Tuesday, May 22, 2018

Supply Means Producing A Good And Customers Being Able To Purchase It

When I teach the shift factors for supply and demand, one is expectation of future price. If buyers expect a significant increase in price in the near future, demand today will rise since consumers will want to beat the higher price.

But firms will reduce supply today, since they would rather wait just a bit and sell at a higher price. That is, the amount they offer for sale today will fall. One textbook, which I think was wrong, said that supply would increase since firms will want to have more to sell when the higher price comes.

But supply means that customers have to be able to buy the product. If a firm produces more, but keeps the goods locked in a warehouse until the price rises, supply has not increased today.

Something like this is happening with oil right now. See Trans-Atlantic Oil-Price Spread Soars as Supply Glut Disappears: Divergence is a sign of how stretched global supplies have become even as U.S. output has marched higher by Alison Sider of The WSJ.

World oil prices are rising and it seems like that would cause U.S. prices to rise. But U.S. prices are lagging behind. Here is an excerpt from the article:

"U.S. oil prices are lagging behind global oil prices climbing toward $80 a barrel, the latest sign of a market that has gone from glutted to exceptionally tight in the past year.

U.S. oil futures are trailing Brent, the global benchmark, by nearly $7 a barrel, settling at $72.24 a barrel on Monday. Last week, the difference was even wider, approaching $8 a barrel, based on closing prices. The two benchmarks haven’t been that far apart since 2015, before U.S. crude could be freely exported.

The divergence is a sign of how stretched global oil supplies have become even as U.S. output has marched higher, overtaking Saudi Arabia and rivaling Russia.
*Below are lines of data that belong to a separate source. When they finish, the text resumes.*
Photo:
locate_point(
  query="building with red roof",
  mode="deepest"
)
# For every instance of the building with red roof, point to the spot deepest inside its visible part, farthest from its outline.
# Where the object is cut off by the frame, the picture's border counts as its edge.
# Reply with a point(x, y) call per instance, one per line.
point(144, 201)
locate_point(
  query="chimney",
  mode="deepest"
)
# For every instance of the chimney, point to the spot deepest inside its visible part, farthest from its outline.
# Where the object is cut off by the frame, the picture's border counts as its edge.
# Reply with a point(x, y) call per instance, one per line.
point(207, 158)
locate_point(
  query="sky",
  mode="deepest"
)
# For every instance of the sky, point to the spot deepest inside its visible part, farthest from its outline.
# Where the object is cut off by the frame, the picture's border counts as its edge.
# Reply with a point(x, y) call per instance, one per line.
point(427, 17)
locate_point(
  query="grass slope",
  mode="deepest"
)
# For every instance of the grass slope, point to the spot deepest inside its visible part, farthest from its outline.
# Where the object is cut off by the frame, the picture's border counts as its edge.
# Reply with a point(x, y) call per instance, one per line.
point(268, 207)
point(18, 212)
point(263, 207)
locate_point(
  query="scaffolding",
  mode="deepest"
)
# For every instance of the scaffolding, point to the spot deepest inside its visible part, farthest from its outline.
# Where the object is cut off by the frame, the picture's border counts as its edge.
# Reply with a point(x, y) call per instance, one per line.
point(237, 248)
That has contributed to soaring U.S. exports, which have hit a record of nearly 2.6 million barrels a day as users clamor for it."

And

"Lately, Brent has been pulling ahead of West Texas Intermediate, the U.S. benchmark. Tensions in the Middle East and anticipation that renewed sanctions will crimp Iran’s oil exports are having an outsize impact on global prices."

But

"U.S. oil producers that can get their oil to the Gulf Coast to be loaded onto tankers are reaping the benefits. Pioneer Natural Resources Co. , for example, told investors recently that 95% of its West Texas production flows toward refineries and export facilities at the Gulf, where it fetches prices linked to Brent. That added $16 million to its cash flow in the first quarter.

But others aren’t so lucky: A lot of oil is backing up in West Texas, where there aren’t enough pipelines to get all of the oil to market."

Not all the oil can get to a place where the customers can buy. So it is being produced but not supplied to the market. If it were supplied to the market outside the U.S., that would reduce the world price and there would be less of a gap between the Brent price and the West Texas Intermediate price.

Again, production does not necessarily mean supply. The goods have to be where the customers can buy them.